FOR IMMEDIATE RELEASE
Contact: Frank Lepore
"In so many ways, NOAA Weather Radio literally has meant the difference between life and death when a tornado, flood, hurricane or snow storm threatened a community," NOAA Administrator D. James Baker said at the NOAA Weather Radio Mark Trail Awards ceremony, held at the Russell Senate Office Building.
Retired Air Force Brigadier General Jack Kelly, director of NOAA's National Weather Service, praised the award recipients for their consistent efforts to make people aware of the life-saving advantages of owning a NOAA Weather Radio.
"Without your tireless resolve to put NOAA Weather Radio on the minds of a growing number of Americans, we might have lost more lives to severe weather," Kelly said. As a recent example, he pointed to the Feb. 14 outbreak of early-morning tornadoes in southwest Georgia. "Some residents were spared because NOAA Weather Radio woke them up with key information before the tornadoes arrived," Kelly added.
There were a total of 16 award recipients, covering a wide spectrum from a southern governor, to a Chicago-area grocery store chain.
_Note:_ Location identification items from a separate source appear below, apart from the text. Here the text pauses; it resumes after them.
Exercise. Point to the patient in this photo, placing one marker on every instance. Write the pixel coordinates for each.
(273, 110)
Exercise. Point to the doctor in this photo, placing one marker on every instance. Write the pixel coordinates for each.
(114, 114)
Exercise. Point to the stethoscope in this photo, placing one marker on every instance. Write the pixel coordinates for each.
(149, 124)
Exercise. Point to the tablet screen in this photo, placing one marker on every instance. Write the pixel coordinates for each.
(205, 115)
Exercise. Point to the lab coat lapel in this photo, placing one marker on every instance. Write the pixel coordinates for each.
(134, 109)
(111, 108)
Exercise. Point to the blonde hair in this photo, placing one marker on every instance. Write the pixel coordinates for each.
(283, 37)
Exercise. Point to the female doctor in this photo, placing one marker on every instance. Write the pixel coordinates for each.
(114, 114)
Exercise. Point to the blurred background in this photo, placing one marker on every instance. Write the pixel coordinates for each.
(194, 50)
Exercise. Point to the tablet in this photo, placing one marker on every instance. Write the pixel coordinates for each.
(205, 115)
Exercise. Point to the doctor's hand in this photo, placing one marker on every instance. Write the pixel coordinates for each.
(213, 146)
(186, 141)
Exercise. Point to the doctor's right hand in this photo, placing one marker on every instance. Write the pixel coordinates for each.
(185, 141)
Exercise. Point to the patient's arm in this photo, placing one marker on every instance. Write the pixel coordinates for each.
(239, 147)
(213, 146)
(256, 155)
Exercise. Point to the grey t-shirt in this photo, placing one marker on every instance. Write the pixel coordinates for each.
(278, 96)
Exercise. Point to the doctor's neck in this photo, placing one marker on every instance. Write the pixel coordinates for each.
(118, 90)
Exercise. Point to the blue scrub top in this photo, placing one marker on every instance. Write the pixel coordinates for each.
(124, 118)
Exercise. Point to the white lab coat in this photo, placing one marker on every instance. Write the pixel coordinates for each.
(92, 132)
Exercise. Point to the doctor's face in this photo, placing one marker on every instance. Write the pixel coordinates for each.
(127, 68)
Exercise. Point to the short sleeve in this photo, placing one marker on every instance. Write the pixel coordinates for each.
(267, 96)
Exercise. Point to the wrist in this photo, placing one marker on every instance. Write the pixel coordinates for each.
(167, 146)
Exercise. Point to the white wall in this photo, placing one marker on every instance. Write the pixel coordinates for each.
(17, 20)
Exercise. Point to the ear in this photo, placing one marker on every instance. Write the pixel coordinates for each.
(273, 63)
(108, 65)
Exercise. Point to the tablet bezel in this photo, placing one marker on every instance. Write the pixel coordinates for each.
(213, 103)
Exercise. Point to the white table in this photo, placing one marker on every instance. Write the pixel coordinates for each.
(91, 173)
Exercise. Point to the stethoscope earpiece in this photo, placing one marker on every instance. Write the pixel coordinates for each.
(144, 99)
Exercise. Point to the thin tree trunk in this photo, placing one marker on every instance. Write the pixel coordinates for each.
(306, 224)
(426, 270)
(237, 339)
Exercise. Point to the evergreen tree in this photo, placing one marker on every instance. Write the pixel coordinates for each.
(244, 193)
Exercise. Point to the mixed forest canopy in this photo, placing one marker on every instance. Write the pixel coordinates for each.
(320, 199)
Five of the awards were presented locally, not in Washington, D.C.
Since its debut in the 1950s, NOAA Weather Radio has evolved from relative obscurity into a must-have possession that Vice-President Al Gore in 1994 said should be as common in American households as smoke detectors.
Sponsors for the award ceremony were: the American Meteorological Society, Radio Shack, Midland Consumer Radio, Inc.; Topaz3 & Maxon America, Oregon Scientific, Inc. and Wireless Marketing Corp.
Listed below is the full list of award recipients:
Georgia Governor Roy Barnes - For his leadership in obtaining $3 million to buy NOAA Weather Radio transmitters and radios for Georgia residents;
The Georgia Emergency Management Agency - For spearheading the NOAA Weather Radio transmitter expansion, which has resulted in nearly 100 percent coverage in the state;
QVC For its mass marketing efforts, which have placed more than 100,000 NOAA Weather Radios in homes and businesses during the past three years;
The Mississippi Emergency Management Agency - The first state to mandate NOAA Weather Radio in all schools, this agency purchased and installed the radios and educated school administrators about how to respond to severe weather warnings;
The Florida Division of Emergency Management - Bought and installed NOAA Weather Radios in each school in the state and has invested in NOAA Weather Radio transmitters, bringing Florida close to 100 percent coverage;
King Features Syndicate - For its pro bono use of the Mark Trail cartoon image as the spokesperson for NOAA Weather Radio;
The Institute for Business and Home Safety - Following Hurricane Andrew, the IBHS gave the first grant to provide NOAA Weather Radios to schools, hospitals and nursing homes in Miami-Dade County, Fla.;
Eagle Country Market - For years, Eagle has printed severe weather safety messages on grocery bags;
The City of Iroquois, S.D. - The first all-NOAA Weather Radio community of the U.S., Iroquois' mayor and city council chose to buy NOAA Weather Radios for the city's schools, churches, businesses and households instead of upgrading their old siren system;
The Wisconsin Educational Communications Board - For purchasing and operating nine NOAA Weather Radio transmitters, with plans for four more;
M&A Electrical Power Cooperative - For giving the National Weather Service five NOAA Weather Radio transmitters, and plans a fourth;
Acordia Northwest Donated a NOAA Weather Radio transmitter for the Puget Sound area;
Nyberg's Ace Hardware Store and KELO-TV Following the devastating Spencer, S.D. tornado in 1998, Ace Hardware and KELO-TV placed more than 5,000 NOAA Weather Radios in homes and businesses in the Sioux Falls area;
Clarksville/Montgomery County, Tenn. After a tornado destroyed most of the downtown Clarksville area, Jim Bierkamp, a local business executive, led fundraising efforts, which tallied $70,000 to buy a new NOAA Weather Radio transmitter;
Elmer Matzek - For his fast response to a tornado approaching the Norland Plastics plant in Haysville, Kans. Following NOAA Weather Radio warnings, Matzek led 80 employees into the basement minutes before the devastating tornado arrived and destroyed the building;
Franklin R. Stork, executive director and
CEO, Missouri Rural Electric Cooperatives - A long-time supporter
of NOAA Weather Radio, Stork has led successful efforts to place
eight NOAA Weather Radios in the state.